Back in the early 60s, Brian Wilson (Paul Dano) is living on top of the world. The Beach Boys have become a veritable wrecking machine in the Rock world, sending them into the throws of success. A bit too high on the success (as well as copious amounts of other things, which the movie unfortunately doesn’t touch on as much), Brian decides to pull out of touring in order to sit back and write songs for their next album. Upon the arrival of the rest of the band, Brian lays the new hooks on them only to be met with shock and amazement, as the Beach Boys upbeat tunes and lyrics have been traded in for some really strange, post modernistic stuff that seems totally foreign to the band. To make matters worse, Brian is dealing with voices in his head, a swirling cacophony of noise that threatens to send him over the deep end. Dealing with this is tough for both the other band members, as well as for Brian, but sooner rather than later the personal demons that he is facing brings the band closer and closer to the brink of destruction.

Simultaneously, we are fast forwarded to the late 80’s, early 90s, with a much older and more secluded Brian (John Cusack). He’s semi normal at this point, but under the influence of famous psychologist Eugene Landy (played to the hilt by Paul Giamatti) who is treating him for Paranoid Schizophrenia. Dr. Landy has been very successful at curing him of his drug excesses, but threatens to turn the reclusive singer into a shell as he over medicates him with enough pharmaceuticals to choke a horse and insinuates himself into every aspect of Brian’s life. Things take a change for Brian when he meets his soon to be wife, Melinda Ledbetter (Elizabeth Banks), a Cadillac salesmen who falls for Brian’s charms one chance afternoon. The road to recovery is not easy, for as Melinda and Brian have a rocky road ahead of them with his condition, it is made much worse by Dr. Landy trying to control EVERY aspect of their romance for his own betterment. 

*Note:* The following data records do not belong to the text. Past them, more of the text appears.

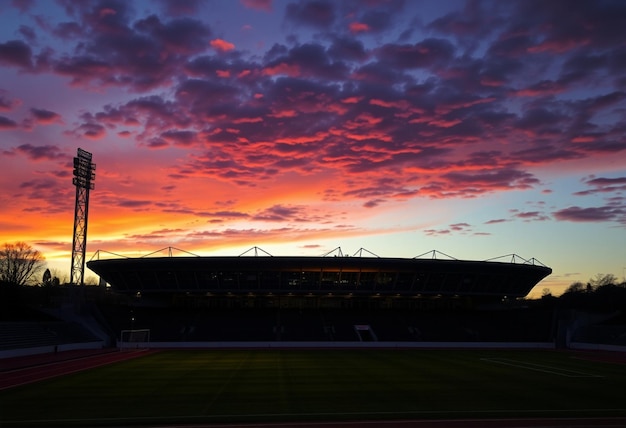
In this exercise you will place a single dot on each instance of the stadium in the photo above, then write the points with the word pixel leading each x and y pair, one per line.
pixel 262 340
pixel 334 297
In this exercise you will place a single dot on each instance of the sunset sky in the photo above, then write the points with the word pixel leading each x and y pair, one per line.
pixel 475 128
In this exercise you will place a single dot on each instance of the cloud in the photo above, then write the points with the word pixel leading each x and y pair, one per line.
pixel 313 13
pixel 16 53
pixel 591 214
pixel 263 5
pixel 6 123
pixel 45 117
pixel 47 152
pixel 221 45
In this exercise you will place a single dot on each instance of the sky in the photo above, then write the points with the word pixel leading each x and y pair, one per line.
pixel 469 129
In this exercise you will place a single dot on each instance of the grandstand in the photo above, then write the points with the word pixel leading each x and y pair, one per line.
pixel 323 299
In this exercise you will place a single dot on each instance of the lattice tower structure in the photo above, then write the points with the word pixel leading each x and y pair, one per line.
pixel 84 177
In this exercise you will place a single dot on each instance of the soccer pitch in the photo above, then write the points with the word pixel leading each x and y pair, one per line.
pixel 221 386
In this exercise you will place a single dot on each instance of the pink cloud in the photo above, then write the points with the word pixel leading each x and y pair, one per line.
pixel 264 5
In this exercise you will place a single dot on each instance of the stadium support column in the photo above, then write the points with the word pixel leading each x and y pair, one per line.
pixel 84 177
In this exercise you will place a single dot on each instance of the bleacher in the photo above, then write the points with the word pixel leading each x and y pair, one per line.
pixel 291 324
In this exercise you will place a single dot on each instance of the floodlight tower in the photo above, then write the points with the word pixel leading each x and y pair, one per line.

[img]http://www.hometheatershack.com/gallery/file.php?n=53553[/img]The narrative structure of the film is incredibly fascinating, blending both the 1960’s timelines with the older life of Brian Wilson through a constantly shifting array of scenes. The scenes shift quickly and without warning, never allowing the viewer to know whether the next few minutes are going to be told through Paul Dano, or whether we would be seeing John Cusack struggle with in his relationship with Melinda. It’s never off-putting, or confusing (well, let’s just say not confusing unintentionally), but rather fits the much fractured view of the world that Brian sees. Things come at him fast and furious, almost overwhelming him from the vicious attack, but we always find serenity in the music. Brian himself has been listed as saying that he gets lost in the music, completely and utterly lost, and the viewer gets to see and hear Brian’s descent into the maelstrom of tunes and chords and strange sounds that permeates the lyrical geniuses psyche. 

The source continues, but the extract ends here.